Most algorithms to detect hate speech are built within closed doors within social media platforms, with no clarity on definitions, rules, edge cases, and evidence for if the AI built is working well enough.
In 2020, Factmata built a suite of algorithms to detect hate speech, sexism, racism, toxicity, obscenity, propaganda and threatening language. We then built a dashboard to do a daily scan of Twitter and see if we could find anything that was not being removed on time.

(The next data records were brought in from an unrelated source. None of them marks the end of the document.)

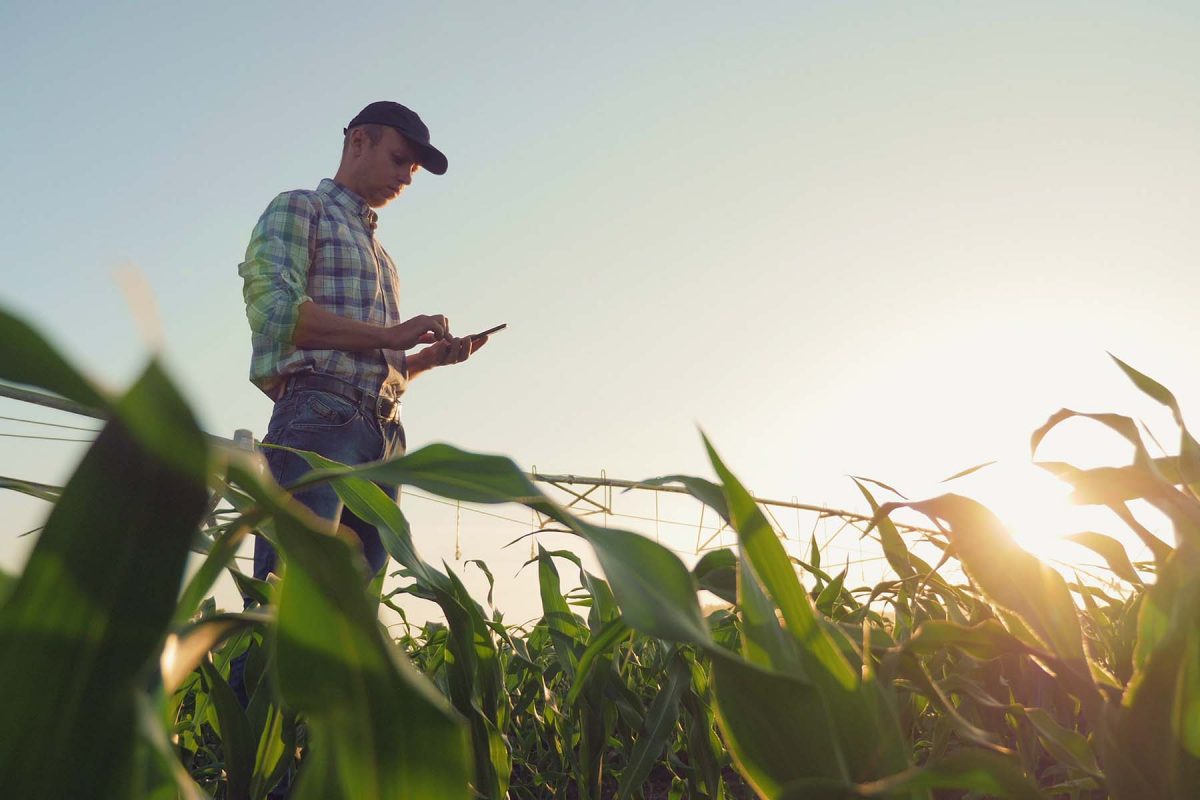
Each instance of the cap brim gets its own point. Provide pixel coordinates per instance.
(432, 160)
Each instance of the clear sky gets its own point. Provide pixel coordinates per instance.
(857, 238)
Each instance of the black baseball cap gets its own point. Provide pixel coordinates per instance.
(409, 125)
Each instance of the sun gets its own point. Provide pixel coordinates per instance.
(1038, 512)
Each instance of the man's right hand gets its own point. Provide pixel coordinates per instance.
(423, 329)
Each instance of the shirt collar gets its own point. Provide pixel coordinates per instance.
(348, 200)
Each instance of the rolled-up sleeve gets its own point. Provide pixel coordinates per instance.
(275, 272)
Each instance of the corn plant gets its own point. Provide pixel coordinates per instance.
(1011, 681)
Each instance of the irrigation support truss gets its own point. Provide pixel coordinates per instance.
(581, 491)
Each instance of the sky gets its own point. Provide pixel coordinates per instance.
(841, 239)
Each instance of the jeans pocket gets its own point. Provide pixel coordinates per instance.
(318, 410)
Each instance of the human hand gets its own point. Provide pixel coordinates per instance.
(423, 329)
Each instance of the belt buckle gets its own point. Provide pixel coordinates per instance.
(379, 405)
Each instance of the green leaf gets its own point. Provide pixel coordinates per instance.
(601, 643)
(774, 726)
(1111, 551)
(1008, 575)
(658, 728)
(237, 741)
(975, 770)
(27, 358)
(985, 641)
(717, 571)
(859, 711)
(379, 728)
(1066, 745)
(185, 650)
(88, 614)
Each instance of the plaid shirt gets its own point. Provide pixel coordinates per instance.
(319, 246)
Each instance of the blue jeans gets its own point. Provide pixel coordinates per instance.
(330, 425)
(335, 427)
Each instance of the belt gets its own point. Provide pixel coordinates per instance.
(384, 408)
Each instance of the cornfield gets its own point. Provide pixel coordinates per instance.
(1007, 681)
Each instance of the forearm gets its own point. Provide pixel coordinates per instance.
(318, 329)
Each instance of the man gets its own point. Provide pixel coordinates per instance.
(323, 301)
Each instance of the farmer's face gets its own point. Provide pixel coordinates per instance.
(385, 168)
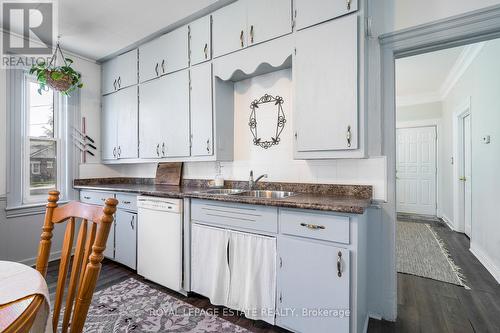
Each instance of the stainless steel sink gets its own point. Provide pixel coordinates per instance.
(266, 194)
(223, 191)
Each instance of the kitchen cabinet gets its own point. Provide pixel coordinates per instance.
(268, 19)
(201, 110)
(119, 125)
(200, 45)
(325, 73)
(125, 237)
(120, 72)
(313, 276)
(165, 54)
(246, 22)
(308, 13)
(164, 117)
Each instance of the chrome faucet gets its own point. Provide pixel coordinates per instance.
(252, 183)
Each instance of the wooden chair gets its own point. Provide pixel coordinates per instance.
(86, 263)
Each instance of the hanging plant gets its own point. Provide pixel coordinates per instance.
(61, 78)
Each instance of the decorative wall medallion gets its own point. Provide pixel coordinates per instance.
(280, 121)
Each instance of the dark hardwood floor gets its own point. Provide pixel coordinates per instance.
(424, 305)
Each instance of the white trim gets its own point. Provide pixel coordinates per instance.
(462, 63)
(486, 261)
(416, 99)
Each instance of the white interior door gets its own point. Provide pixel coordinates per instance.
(416, 170)
(467, 142)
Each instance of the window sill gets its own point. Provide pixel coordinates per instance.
(27, 210)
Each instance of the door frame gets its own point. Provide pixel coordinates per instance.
(461, 112)
(475, 26)
(435, 123)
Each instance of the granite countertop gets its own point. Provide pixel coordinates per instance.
(352, 199)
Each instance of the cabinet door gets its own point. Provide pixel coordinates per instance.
(201, 110)
(200, 48)
(109, 125)
(309, 12)
(152, 116)
(175, 125)
(229, 28)
(109, 252)
(126, 238)
(109, 77)
(326, 86)
(268, 20)
(127, 118)
(308, 279)
(150, 55)
(126, 69)
(175, 52)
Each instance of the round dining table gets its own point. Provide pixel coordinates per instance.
(23, 298)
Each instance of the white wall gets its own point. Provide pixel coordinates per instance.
(481, 82)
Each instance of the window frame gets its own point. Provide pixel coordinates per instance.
(67, 155)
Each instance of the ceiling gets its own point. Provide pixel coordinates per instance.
(423, 76)
(98, 28)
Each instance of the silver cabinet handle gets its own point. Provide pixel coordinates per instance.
(312, 226)
(348, 136)
(339, 264)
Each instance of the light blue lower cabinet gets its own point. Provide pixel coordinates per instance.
(313, 286)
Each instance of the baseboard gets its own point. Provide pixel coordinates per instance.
(448, 222)
(486, 261)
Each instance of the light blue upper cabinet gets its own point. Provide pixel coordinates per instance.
(119, 72)
(166, 54)
(200, 46)
(248, 22)
(325, 74)
(308, 13)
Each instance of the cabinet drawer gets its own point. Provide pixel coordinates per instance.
(127, 201)
(95, 197)
(317, 225)
(250, 217)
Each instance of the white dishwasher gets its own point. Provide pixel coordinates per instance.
(159, 240)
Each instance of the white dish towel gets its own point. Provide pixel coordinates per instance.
(252, 287)
(18, 281)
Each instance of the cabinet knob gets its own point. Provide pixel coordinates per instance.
(349, 136)
(339, 264)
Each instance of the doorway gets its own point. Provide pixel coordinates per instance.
(416, 170)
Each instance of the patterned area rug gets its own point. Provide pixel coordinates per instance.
(420, 251)
(132, 306)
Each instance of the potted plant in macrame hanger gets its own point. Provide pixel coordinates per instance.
(61, 78)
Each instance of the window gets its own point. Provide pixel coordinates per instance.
(41, 143)
(40, 152)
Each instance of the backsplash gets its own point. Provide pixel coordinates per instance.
(276, 161)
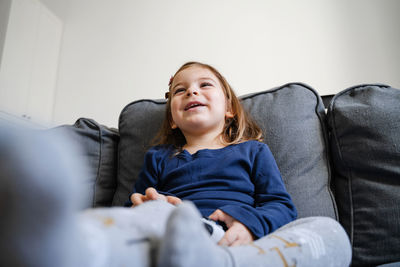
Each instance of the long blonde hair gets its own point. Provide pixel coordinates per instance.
(240, 128)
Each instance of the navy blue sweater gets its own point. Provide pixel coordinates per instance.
(242, 180)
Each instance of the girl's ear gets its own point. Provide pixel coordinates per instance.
(229, 114)
(173, 125)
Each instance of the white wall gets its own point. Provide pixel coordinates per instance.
(114, 52)
(5, 6)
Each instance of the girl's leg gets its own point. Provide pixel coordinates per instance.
(314, 241)
(39, 200)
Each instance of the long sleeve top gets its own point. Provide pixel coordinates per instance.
(242, 180)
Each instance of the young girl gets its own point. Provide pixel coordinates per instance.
(211, 154)
(210, 162)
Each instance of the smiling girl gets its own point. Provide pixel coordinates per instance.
(211, 154)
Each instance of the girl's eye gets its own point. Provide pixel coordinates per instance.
(205, 84)
(179, 90)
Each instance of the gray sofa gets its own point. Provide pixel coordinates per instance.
(341, 161)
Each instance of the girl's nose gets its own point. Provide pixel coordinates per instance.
(191, 91)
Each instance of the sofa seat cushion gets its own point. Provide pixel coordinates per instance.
(365, 126)
(292, 118)
(99, 146)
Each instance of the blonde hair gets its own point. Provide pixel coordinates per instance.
(240, 128)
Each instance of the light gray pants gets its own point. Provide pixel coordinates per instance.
(132, 236)
(40, 224)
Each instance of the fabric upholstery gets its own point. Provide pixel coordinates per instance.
(292, 118)
(99, 149)
(365, 126)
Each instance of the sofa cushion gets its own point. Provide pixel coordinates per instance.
(292, 118)
(99, 149)
(365, 126)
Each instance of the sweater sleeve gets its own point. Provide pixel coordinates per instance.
(273, 206)
(150, 172)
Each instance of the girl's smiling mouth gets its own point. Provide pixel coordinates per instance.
(193, 104)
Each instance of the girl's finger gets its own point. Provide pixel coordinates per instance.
(174, 200)
(152, 194)
(137, 199)
(229, 237)
(217, 215)
(238, 242)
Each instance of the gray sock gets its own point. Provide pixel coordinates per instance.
(186, 242)
(313, 241)
(38, 201)
(124, 236)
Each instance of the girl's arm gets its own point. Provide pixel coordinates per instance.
(152, 194)
(273, 206)
(147, 183)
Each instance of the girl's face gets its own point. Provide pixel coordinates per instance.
(198, 102)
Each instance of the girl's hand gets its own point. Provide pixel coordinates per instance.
(237, 234)
(152, 194)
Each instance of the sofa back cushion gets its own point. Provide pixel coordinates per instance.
(365, 126)
(292, 119)
(99, 150)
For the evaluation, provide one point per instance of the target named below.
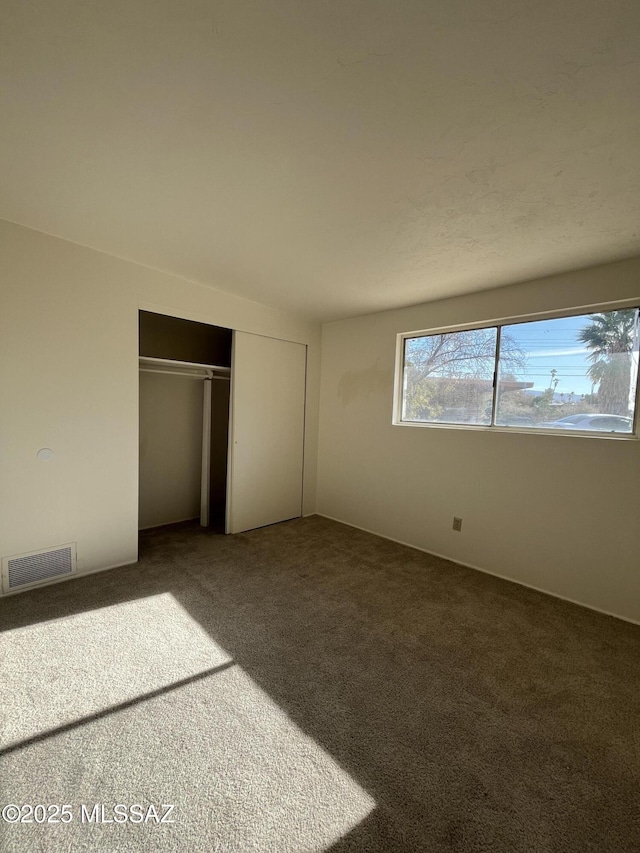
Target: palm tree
(610, 337)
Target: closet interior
(185, 370)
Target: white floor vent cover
(37, 567)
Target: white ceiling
(330, 157)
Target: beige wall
(69, 381)
(557, 512)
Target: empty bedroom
(319, 426)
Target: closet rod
(203, 375)
(170, 362)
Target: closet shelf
(183, 368)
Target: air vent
(26, 570)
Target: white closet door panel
(266, 432)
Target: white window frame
(397, 419)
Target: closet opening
(185, 371)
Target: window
(577, 374)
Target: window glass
(449, 378)
(575, 373)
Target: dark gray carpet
(309, 687)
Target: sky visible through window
(554, 345)
(550, 374)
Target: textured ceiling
(330, 157)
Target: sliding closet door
(266, 432)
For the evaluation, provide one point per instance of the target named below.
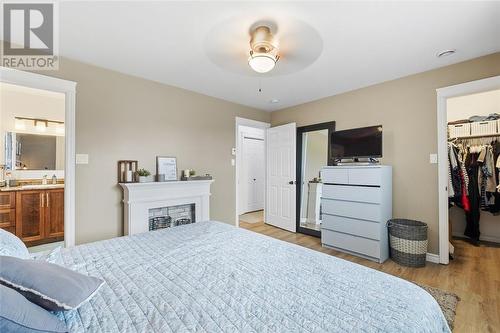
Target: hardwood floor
(474, 275)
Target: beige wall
(407, 109)
(124, 117)
(482, 104)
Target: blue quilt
(212, 277)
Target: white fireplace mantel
(138, 198)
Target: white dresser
(356, 204)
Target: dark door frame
(330, 126)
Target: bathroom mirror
(312, 155)
(24, 151)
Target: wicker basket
(408, 242)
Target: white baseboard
(431, 257)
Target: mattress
(212, 277)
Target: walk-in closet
(474, 168)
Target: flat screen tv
(365, 142)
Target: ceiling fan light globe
(262, 63)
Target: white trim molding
(250, 123)
(38, 81)
(431, 257)
(443, 94)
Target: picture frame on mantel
(166, 168)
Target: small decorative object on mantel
(143, 175)
(126, 171)
(193, 177)
(166, 168)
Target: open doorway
(474, 146)
(466, 134)
(33, 161)
(250, 171)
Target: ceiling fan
(252, 47)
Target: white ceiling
(363, 43)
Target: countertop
(31, 187)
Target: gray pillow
(17, 314)
(11, 245)
(51, 286)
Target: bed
(212, 277)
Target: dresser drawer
(351, 243)
(365, 176)
(352, 193)
(7, 218)
(335, 176)
(356, 210)
(347, 225)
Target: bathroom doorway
(37, 161)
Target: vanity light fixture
(19, 124)
(263, 50)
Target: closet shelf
(475, 136)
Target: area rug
(447, 302)
(253, 217)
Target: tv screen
(357, 143)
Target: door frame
(237, 159)
(243, 185)
(330, 126)
(443, 94)
(68, 88)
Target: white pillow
(11, 245)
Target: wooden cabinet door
(54, 213)
(30, 215)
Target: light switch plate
(82, 159)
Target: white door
(280, 171)
(253, 150)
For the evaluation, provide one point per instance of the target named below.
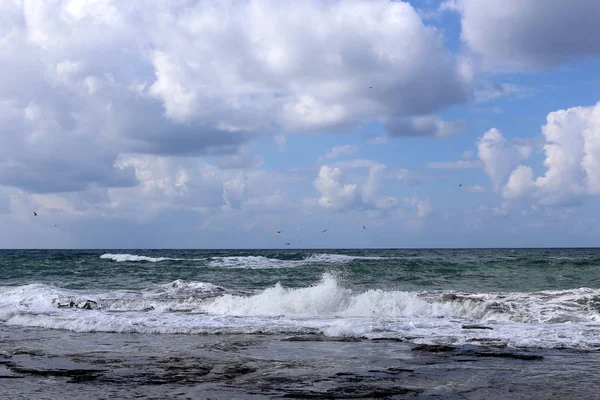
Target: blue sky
(204, 124)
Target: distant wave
(251, 262)
(261, 262)
(133, 257)
(549, 319)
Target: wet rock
(353, 392)
(477, 327)
(59, 304)
(434, 348)
(392, 370)
(85, 305)
(5, 373)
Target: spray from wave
(567, 318)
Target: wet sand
(52, 364)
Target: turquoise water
(486, 270)
(333, 323)
(526, 297)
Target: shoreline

In this talk we will go through what we found, get feedback from workshop participants around where the algorithm goes well and doesn't go well. We will spend some time discussing how we can build unifying, transparent definitions of harmful speech in a scalable manner, and involve third party startups, social groups and non-profits into the debate, not just big tech.
Further discussion:
- How to build unified definitions of hate speech and propaganda in the open
- Risks of openness in this space
- What platforms can do to be more open about their definitions
- How startups, non-profits and third parties should be involved, not just big tech, in hate speech/propaganda
- How regulation should work in this space from an openness/transparency space without "feeding the trolls" or allowing gaming of the system
We will only start the session if 5+ participants attend.
What is the goal and/or outcome of your session?:Our goal will be examine where machine learning products like Bleepr, which flag hate speech and racism on Twitter and other platforms in the future, succeed and fail. We will deep dive into a collective experience on how we can improve the project in the future.
Founder of Factmata, detecting fake news and misinformation online.